In this framing, the church is not the cause of discipleship—it is the effect of it.

How Building a Discipling Culture Helped Me

This book helped me put language to a frustration I had felt for a long time.

It clarified why information-heavy approaches to faith so often feel disconnected from real life. It helped me see why discipleship stalls even in churches full of sincere, motivated people. And it challenged the assumption that better content or better programs would eventually fix the problem.

Most importantly, it reframed discipleship as something that must be intentional, relational, and embodied—not accidental or automated.

The book also helped me see that failure and messiness aren’t signs of doing discipleship wrong. They’re part of learning anything that actually matters. Formation takes time, practice, and patience.

Where Building a Discipling Culture Fell Short for Me

As the book moves from diagnosis into practice, it becomes more specific about language, shapes, and frameworks. While I don’t disagree with those tools, they aren’t the primary reason I continue to recommend the book.

The real value, for me, is in Breen’s analysis of the problem, not in copying his solutions wholesale. I believe Breen’s solutions worked for him, and like the analysis in the book suggests, we must continually tweak our approaches to optimize them for our contexts.

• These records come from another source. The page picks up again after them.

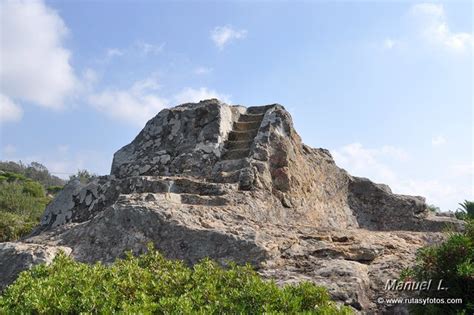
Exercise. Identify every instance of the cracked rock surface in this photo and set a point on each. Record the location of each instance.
(233, 183)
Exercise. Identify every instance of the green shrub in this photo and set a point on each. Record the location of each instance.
(14, 226)
(54, 189)
(433, 208)
(21, 199)
(466, 211)
(21, 205)
(452, 262)
(152, 284)
(35, 189)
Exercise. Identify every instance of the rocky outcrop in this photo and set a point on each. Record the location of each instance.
(236, 183)
(16, 257)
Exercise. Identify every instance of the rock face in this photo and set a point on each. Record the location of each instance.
(236, 183)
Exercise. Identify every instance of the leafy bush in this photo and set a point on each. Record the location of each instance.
(83, 176)
(34, 171)
(151, 284)
(21, 206)
(53, 190)
(452, 262)
(14, 226)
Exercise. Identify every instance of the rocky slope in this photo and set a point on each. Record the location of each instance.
(236, 183)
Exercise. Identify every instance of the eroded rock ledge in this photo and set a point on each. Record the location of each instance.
(235, 183)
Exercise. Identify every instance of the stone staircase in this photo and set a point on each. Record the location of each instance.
(238, 145)
(226, 176)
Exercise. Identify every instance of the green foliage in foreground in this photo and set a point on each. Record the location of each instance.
(453, 262)
(151, 284)
(466, 210)
(22, 202)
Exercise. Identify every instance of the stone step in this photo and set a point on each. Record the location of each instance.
(228, 177)
(179, 185)
(236, 154)
(244, 126)
(242, 135)
(192, 199)
(244, 144)
(229, 165)
(258, 109)
(251, 117)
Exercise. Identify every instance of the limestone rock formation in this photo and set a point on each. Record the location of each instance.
(235, 183)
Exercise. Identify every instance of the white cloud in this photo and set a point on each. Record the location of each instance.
(463, 169)
(389, 43)
(222, 35)
(35, 66)
(430, 19)
(438, 140)
(365, 162)
(63, 149)
(114, 52)
(189, 95)
(9, 111)
(202, 70)
(149, 49)
(135, 105)
(9, 150)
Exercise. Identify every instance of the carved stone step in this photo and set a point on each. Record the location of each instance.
(233, 145)
(193, 199)
(154, 184)
(229, 165)
(242, 135)
(236, 154)
(259, 109)
(251, 118)
(227, 177)
(190, 199)
(244, 126)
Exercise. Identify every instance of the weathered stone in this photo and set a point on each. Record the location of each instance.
(16, 257)
(236, 183)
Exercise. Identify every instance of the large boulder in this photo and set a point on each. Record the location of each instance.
(234, 183)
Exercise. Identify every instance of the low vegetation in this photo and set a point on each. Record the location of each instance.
(22, 202)
(152, 284)
(25, 190)
(465, 211)
(452, 262)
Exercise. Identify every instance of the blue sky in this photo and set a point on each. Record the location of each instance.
(386, 86)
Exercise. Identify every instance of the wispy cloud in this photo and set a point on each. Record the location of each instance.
(428, 26)
(35, 64)
(375, 164)
(114, 52)
(202, 70)
(433, 27)
(222, 35)
(148, 48)
(8, 150)
(134, 105)
(9, 111)
(389, 43)
(438, 140)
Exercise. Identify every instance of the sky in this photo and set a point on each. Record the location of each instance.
(386, 86)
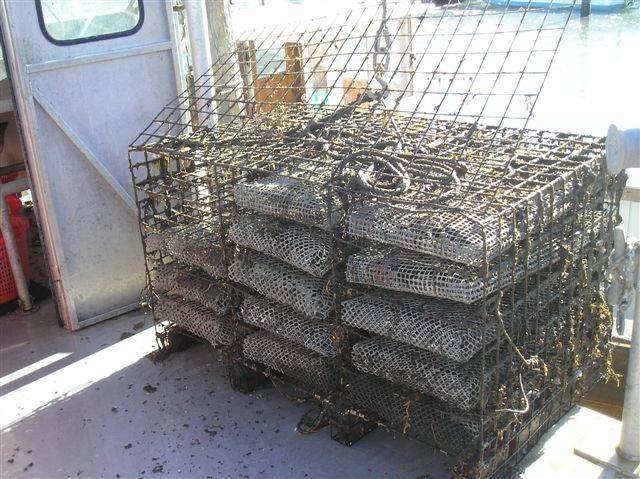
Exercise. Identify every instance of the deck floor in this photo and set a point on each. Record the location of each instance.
(90, 404)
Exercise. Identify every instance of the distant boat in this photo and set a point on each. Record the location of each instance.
(596, 5)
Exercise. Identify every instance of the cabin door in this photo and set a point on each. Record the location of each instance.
(87, 77)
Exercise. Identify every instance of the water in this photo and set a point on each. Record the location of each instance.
(593, 82)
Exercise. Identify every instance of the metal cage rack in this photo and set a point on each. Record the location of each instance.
(356, 206)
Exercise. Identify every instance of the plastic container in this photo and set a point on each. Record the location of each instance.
(8, 291)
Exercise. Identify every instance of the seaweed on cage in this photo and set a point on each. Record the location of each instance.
(396, 128)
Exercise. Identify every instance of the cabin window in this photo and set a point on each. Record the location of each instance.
(67, 22)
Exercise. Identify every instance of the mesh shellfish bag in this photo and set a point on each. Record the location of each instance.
(454, 330)
(195, 318)
(468, 237)
(310, 369)
(194, 245)
(282, 283)
(288, 198)
(300, 246)
(456, 384)
(401, 270)
(422, 417)
(178, 280)
(320, 337)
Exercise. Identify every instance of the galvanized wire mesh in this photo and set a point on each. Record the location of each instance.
(294, 361)
(400, 129)
(282, 283)
(195, 318)
(179, 280)
(297, 245)
(412, 272)
(196, 245)
(454, 330)
(287, 198)
(321, 337)
(419, 416)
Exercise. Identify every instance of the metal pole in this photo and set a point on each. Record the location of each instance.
(196, 15)
(10, 242)
(629, 447)
(223, 49)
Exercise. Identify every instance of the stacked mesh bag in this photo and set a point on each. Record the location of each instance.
(283, 262)
(468, 310)
(187, 292)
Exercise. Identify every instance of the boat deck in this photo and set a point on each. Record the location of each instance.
(90, 404)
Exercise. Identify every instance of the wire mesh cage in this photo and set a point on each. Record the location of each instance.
(372, 176)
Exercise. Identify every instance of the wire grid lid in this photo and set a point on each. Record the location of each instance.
(300, 246)
(464, 236)
(288, 198)
(422, 417)
(195, 318)
(321, 337)
(194, 244)
(310, 369)
(454, 330)
(181, 281)
(401, 270)
(455, 383)
(282, 283)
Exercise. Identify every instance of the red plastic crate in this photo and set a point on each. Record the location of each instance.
(8, 291)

Different contexts require different expressions. What matters most is the underlying conviction: discipleship must involve more than information, and churches must resist the temptation to mass-produce what can only be formed through relationship.

Why I Still Recommend This Book

I don’t return to Building a Discipling Culture because it has everything figured out.

I return to it because it names realities many Christians experience but struggle to articulate. It explains why faith can feel stagnant even when church life is busy. And it challenges the assumption that the future of discipleship will look like the past.

For anyone reconstructing faith—especially those still committed to Jesus but wary of inherited systems—this book offers clarity without cynicism.

If that’s the season you’re in, it may be worth your time.